My 95 max has a confusing to me misfire issue. About 2 weeks ago my cel came on for knock sensor bank 1 circuit 1 and misfire cyl 2. This past friday light came on again for knock and multiple misfire. So sat i put new plugs in cel on again read knock and #5 misfire. I bought a new coil installed it and still same prob. 

I also tried to put my old coil back in and swap coils from one to the other problem still in the same place. So today i had it read again at autozone and i pulled a p1320, the same knock code , and the same #5 code.

Azone printed my out the troubleshoot for the 1320 and it said

Faulty ignition with possible 
A) cam sensor
B) power transistor unit
C) failed ignition ballast
Or 
D) open or short circuit condition

My question is would and of these 4 things cause only 1 cyl to misfire or would it cause problems with multiple cyls? Im just getting fed up and would like to fix it myself because i just dont have mechanic money.

Any help or advice will be appreciated


----------



## smj999smj (Jan 1, 2006)

The cam sensor would affect multiple cylinders. The ignition ballast and transistor, IIRC, are both integral of the individual coil packs, so, yes, they would affect an individual cylinder. Check the wiring circuit for #5 coil.


----------



## c_elliott (Apr 18, 2011)

How would i check that? Is that the wiring that goes to the plug on for the coil? Sorry for my dumbness im just not to familair with these types if problems besides normal plug and wire changing. And pics of anything to maybe help me out or put it in prospective. Thanks


----------



## smj999smj (Jan 1, 2006)

The wiring between the ECM and #5 coil harness connector. Disconnect the battery while testing these circuits. You'll need a wiring diagram and a multimeter.

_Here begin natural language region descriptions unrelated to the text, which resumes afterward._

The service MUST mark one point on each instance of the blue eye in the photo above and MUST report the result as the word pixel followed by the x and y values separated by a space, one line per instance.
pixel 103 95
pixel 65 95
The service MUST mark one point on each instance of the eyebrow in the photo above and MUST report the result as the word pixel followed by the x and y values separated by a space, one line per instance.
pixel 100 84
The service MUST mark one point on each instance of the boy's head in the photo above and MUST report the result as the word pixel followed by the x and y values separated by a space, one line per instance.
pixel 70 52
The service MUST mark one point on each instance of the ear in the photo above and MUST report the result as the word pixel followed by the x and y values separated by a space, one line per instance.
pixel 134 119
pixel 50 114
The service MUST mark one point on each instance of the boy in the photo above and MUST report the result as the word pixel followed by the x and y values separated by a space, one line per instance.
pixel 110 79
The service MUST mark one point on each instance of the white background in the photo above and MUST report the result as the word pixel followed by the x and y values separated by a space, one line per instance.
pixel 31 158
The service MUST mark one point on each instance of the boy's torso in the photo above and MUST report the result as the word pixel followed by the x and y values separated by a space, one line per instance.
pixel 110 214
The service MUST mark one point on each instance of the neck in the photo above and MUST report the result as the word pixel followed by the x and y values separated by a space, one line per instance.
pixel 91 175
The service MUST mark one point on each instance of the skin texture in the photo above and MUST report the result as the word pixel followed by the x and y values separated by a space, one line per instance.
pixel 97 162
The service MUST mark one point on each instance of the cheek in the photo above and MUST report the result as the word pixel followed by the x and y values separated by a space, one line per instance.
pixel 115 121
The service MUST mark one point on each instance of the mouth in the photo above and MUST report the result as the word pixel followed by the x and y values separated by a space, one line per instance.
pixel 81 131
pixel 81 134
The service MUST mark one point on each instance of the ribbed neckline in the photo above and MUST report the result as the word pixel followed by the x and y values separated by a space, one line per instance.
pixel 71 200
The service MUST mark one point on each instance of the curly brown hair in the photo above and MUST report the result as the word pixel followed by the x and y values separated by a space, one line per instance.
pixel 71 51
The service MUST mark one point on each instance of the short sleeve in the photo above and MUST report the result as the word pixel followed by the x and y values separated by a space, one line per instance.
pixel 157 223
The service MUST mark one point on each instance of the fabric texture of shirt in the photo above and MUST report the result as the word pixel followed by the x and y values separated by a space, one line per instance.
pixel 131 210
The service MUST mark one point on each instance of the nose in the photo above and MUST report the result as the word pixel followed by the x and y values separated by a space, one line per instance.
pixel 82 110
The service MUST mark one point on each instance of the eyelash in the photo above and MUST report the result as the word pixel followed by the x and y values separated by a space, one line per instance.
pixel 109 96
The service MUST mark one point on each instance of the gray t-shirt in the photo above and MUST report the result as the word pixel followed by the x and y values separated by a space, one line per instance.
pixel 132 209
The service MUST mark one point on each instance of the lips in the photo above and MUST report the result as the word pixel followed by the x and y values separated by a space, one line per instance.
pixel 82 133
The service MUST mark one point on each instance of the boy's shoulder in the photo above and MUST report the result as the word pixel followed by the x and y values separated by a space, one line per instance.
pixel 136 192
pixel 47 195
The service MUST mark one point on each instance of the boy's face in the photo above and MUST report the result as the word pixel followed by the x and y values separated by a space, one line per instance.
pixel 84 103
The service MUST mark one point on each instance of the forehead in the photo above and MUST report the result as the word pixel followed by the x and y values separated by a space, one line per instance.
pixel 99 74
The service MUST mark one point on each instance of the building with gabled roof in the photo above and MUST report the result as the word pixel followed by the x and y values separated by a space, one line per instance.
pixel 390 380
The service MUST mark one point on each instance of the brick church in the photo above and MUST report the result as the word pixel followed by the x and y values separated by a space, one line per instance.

A common place for wire breakage is the bend in the EGI harness between where it enters the engine compartment at the passenger side firewall and where it attaches to the engine. WHile testing these circuits, have someone bend and twist the harness in this area to check for an intermittant open.


----------



## c_elliott (Apr 18, 2011)

Well only thing left to check is the injector if thats not the problem then im gonna sell it and not look back.


----------